60 Rue des Drapiers, Brussels
21st Nov 1882
My dear Eugénie,
I was very glad to get your letter of the 19th & to find that you are all going on well. I am glad Julius has been fairly satisfied with business this year although hops have been against him. They do seem to have risen very much, here the crop has been bad. I suppose it has been much the same in England.
We are gradually getting settled, but it is a very long job & I dare say when we feel more at home in Brussels we shall like it. It is a nice place, but we have had wretched weather since we have been here & of course have no particular friends yet – although a good many people have called. Hubert is now quite well again & goes to a school kept by an English clergyman here. They are pleased with his progress. He is much younger than his school fellows, the youngest being nine & Hubert only just seven.
I have not been about much yet, only to Antwerp & to Lille. I had to go to Paris the other day again for few hours. I do not yet at all know how things will turn out there. Ned’s estate will produce practically nothing & the partner is trying naturally to get everything into his own hands. Owing to the impossibility of paying him out, it is very possible he may succeed in ousting Father, of course Gus and Joe too. The partner has a great deal to complain of, but he is not a very nice man & he and Joe are at daggers drawn. Both Fred Robinson & myself are doing for them, which so far does not amount to much, we shall both lose money by this business. Things have gone so far it is almost impossible to get things right again. It could be done by cordial cooperation, but that is just what is wanting. Father bears up wonderfully & I think is well looked after, but it is very sad for him at his age.

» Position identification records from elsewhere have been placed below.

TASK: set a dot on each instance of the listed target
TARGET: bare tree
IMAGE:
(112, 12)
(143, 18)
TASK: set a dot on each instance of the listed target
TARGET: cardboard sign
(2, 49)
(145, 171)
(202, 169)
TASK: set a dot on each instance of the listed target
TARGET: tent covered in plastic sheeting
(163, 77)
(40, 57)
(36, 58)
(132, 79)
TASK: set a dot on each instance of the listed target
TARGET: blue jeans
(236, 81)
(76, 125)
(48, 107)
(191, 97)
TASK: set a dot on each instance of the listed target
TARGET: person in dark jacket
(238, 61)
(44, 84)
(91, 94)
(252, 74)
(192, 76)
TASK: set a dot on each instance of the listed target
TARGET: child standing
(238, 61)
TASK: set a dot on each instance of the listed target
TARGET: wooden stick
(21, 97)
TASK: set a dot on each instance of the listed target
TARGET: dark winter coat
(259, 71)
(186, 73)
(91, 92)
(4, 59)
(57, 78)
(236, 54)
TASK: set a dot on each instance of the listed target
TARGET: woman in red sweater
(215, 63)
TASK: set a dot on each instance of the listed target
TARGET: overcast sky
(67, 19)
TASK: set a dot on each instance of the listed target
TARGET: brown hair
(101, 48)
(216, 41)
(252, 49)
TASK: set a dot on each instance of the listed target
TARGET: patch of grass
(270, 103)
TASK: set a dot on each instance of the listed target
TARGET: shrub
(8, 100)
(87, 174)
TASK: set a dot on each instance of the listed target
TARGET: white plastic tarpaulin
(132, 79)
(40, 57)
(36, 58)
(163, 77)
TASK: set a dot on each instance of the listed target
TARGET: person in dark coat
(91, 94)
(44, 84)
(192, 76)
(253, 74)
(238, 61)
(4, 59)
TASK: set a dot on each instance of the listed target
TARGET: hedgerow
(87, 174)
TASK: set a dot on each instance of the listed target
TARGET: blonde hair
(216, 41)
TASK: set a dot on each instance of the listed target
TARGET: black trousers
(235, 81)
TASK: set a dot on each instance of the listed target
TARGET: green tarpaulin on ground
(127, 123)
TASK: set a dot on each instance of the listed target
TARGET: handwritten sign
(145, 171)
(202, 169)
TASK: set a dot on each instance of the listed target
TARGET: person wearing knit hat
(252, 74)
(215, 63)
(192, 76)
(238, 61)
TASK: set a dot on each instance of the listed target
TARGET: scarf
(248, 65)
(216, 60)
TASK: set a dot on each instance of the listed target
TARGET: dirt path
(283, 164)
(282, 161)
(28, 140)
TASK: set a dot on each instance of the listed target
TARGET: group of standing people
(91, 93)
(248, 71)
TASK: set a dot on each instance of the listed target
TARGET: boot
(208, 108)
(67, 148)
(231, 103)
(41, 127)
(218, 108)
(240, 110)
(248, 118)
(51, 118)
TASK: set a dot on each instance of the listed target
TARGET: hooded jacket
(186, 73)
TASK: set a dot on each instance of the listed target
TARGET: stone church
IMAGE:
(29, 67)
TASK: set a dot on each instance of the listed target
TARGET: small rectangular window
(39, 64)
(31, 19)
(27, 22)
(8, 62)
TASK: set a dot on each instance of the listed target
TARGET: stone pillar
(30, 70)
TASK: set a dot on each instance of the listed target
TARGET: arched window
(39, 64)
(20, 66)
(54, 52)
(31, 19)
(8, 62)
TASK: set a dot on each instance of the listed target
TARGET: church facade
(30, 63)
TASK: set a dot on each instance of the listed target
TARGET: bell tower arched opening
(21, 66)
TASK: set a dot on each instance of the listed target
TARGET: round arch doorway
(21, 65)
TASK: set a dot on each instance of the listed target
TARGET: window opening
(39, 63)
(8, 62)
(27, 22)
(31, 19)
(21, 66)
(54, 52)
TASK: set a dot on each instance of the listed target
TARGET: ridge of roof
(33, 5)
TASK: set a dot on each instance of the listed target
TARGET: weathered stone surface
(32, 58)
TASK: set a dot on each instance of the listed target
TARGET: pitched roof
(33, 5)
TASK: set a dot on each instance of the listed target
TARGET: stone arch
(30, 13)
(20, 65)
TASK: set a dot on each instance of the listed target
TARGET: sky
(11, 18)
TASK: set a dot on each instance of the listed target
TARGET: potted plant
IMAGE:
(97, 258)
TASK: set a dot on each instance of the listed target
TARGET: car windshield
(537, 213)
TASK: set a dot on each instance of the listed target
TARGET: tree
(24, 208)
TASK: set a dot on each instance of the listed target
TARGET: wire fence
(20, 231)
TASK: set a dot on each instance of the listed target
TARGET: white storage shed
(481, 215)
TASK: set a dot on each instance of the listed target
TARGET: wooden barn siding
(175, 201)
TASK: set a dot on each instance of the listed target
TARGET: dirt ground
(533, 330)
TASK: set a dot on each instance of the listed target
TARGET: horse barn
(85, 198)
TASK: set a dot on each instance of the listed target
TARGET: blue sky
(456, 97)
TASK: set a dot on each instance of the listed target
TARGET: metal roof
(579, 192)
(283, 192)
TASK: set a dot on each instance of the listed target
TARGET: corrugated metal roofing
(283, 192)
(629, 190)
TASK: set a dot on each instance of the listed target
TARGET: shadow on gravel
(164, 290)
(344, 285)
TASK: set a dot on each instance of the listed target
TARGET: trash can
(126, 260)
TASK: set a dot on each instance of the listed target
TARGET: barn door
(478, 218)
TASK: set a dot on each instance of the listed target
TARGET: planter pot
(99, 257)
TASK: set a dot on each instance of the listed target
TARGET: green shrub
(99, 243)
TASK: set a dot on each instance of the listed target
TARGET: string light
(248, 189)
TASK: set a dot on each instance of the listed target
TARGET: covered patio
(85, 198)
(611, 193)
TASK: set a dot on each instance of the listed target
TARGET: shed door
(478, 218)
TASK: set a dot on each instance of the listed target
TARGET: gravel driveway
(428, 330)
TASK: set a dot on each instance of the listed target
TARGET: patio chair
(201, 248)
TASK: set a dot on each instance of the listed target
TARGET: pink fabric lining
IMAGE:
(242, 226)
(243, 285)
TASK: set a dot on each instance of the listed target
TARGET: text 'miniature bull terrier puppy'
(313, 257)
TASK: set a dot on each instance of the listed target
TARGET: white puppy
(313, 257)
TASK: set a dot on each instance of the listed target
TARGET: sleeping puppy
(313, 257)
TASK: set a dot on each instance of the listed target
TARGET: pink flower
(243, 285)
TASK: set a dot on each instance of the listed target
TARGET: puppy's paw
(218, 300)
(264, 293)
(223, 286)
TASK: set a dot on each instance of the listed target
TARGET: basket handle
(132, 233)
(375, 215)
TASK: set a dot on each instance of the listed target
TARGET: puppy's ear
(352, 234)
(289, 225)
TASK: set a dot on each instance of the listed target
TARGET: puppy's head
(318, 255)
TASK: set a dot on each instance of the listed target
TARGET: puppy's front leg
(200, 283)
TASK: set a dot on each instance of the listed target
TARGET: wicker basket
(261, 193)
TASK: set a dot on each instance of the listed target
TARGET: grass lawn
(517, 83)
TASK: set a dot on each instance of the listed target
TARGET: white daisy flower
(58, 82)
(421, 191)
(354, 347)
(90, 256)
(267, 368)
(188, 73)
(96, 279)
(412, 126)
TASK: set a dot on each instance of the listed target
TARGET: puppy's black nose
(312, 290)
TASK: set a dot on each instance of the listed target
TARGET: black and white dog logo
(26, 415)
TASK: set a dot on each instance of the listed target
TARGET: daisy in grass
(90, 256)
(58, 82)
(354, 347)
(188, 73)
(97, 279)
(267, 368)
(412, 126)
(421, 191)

We do not know yet whether Walter’s children have any money, most likely not for Walter’s business had been going on very badly in Japan lately & probably worry about that helped to kill him. All together it is a somewhat melancholy prospect. We must hope that the New Year will bring a change for the better.
Our baby is very fat & well. Ethel has grown very much & improved wonderfully. She is quite a girl now. She will probably have a very nice voice. Hubert too can sing now very fairly.
I shall probably be more than once a year in England now & whenever I have time will try & run down & see you.
With much love from us both to you & Julius & kisses to the children.